L'ambiente è il fondovalle calcareo senza abitazioni, rifugi, baite o capanni di caccia per ricovero o soccorso. Solitamente si percorre il sentiero CAI 259 senza incontrare persona. Il sentiero è impegnativo per la lunghezza e per alcuni punti con strapiombi esposti che impongono la massima attenzione. La sezione CAI di Oltre il Colle tiene la manutenzione di questo lungo sentiero di fondovalle che essendo in fondovalle ha una crescita della vegetazione notevole e se c'è bagnato o rugiada è assicurata una lavata. I cellulari non prendono segnale, salvo i satellitari. Massima attenzione al tracciato e lasciare comunicazione sull'itinerario e i previsti orari di rientro o di arrivo a mete diverse.

Partenza dalla Provinciale della val Brembana  Km 35 Frazione Scalvino di Lenna. Piazzale parcheggio agriturismo Ferdy. Il cartello segnavia del CAI sentiero n° 259, indica tempo di percorrenza 5 ore.

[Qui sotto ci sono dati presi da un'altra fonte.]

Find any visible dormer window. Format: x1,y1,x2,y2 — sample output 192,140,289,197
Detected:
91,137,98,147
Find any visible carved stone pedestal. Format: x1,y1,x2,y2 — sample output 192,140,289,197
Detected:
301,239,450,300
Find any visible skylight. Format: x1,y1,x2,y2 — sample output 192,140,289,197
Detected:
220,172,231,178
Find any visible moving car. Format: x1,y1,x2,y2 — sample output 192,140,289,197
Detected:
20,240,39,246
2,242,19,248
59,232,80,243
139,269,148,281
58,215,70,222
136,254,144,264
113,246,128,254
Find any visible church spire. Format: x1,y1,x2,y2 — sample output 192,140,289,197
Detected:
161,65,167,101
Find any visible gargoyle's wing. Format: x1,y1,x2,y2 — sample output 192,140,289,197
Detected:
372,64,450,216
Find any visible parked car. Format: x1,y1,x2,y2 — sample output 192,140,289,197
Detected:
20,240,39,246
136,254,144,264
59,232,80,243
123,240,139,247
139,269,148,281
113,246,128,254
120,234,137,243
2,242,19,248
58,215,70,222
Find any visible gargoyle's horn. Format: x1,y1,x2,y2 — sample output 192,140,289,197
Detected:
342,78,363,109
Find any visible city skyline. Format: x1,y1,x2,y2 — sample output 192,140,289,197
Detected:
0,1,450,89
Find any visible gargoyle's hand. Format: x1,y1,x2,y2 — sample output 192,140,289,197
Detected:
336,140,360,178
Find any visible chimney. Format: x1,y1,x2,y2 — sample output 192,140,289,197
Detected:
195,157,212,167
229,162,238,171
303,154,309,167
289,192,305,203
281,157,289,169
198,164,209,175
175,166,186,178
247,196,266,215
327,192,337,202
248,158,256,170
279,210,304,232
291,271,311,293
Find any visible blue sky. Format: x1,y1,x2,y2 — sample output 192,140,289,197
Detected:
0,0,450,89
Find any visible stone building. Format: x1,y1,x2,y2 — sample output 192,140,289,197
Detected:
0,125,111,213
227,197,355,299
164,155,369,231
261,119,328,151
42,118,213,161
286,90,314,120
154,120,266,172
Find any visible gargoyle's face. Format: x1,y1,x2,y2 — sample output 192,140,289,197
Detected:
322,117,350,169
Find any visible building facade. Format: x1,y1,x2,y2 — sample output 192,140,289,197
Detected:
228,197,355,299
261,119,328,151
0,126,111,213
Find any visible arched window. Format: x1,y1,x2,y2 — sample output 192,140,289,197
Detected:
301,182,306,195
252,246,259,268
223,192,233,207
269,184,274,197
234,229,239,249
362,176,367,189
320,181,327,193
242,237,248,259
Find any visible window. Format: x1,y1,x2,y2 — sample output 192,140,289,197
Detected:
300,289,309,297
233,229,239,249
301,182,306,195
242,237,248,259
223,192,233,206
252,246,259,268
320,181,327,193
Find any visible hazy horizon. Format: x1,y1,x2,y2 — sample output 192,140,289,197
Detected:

Si attraversa il ponte in ferro che scavalca il Fiume Brembo e si gira a dx e si passa sopra un ponticello di legno e si percorre il bordo del prato sotto un filare di abeti, si aggira a monte la casa dei Fienili e si attraversa la valletta e si risale lo sperone di conglomerato. Il sentiero della Val Parina va in direzione sud ed è più alto rispetto al fiume di 30 - 50 mt. Si cammina sul fianco ovest del monte Ortighera. Al primo sperone si osservano sul sentiero i sassi di rotolamento rossi compressi con ghiaiotto rotondo tipico del fondo del fiume alluvionale. Dopo 5 minuti di cammino si attraversa un canale che è la risorgiva dei Riviù” un sifone spumeggiante che getta acqua solo dopo intense precipitazioni.